In 2010, Carpenter became concerned about the use of money from the second phase of EB-5 projects to pay for costs associated with the first phase after he reviewed accounting records and spoke with Stenger, according to Carpenter's sworn statement.

"There has been so much co-mingling of the funds via transfers which has been compounded by the accounting entries that this has become quite a mess," Carpenter wrote in an Aug. 13, 2010, email to Stenger and Douglas Hulme. Hulme at the time was raising money from investors through the EB-5 program for Jay Peak while working for a company called Rapid USA. A copy of the email was attached to Carpenter's statement.

At a news conference last week, Department of Financial Regulation Commissioner Susan Donegan showed a poster she called "the spaghetti map,"  — a mass of swirling lines connecting a dizzying number of financial accounts that "allegedly facilitated improper commingling, misuse and diversion of funds between EB-5 projects, related companies and personal accounts."

Carpenter said he raised concerns with Stenger on several occasions.

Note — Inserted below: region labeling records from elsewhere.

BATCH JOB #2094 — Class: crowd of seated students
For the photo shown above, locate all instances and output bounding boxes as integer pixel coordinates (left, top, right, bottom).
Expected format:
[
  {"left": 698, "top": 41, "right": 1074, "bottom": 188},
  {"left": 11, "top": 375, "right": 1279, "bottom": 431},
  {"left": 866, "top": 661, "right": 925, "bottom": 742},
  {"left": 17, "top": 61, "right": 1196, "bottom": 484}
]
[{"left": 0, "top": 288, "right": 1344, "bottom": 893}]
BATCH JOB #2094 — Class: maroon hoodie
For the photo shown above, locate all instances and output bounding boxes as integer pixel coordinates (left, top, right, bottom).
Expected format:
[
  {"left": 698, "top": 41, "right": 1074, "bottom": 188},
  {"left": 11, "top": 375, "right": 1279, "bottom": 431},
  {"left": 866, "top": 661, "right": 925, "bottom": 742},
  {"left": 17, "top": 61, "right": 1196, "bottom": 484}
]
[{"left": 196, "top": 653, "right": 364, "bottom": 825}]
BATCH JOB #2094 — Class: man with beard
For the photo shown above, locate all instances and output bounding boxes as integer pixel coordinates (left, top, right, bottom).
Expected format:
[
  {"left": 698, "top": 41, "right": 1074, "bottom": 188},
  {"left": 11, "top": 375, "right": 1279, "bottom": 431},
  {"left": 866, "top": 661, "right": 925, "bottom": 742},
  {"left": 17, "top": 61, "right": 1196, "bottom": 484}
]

Carpenter could not be reached for comment late Tuesday afternoon. Stenger and Quiros did not return calls from the Burlington Free Press. In court papers filed Tuesday, Quiros denied wrongdoing.

The Vermont Department of Financial Regulation also has been investigating the fraud allegations.

Scott Coriell, a spokesman for Gov. Peter Shumlin, said there was nothing to indicate Carpenter had raised his concerns with the state. Jim Douglas, Shumlin's predecessor, was governor at the time. Shumlin became governor in 2011. 

"The state started to hear investor complaints and concerns in summer 2014," Coriell said.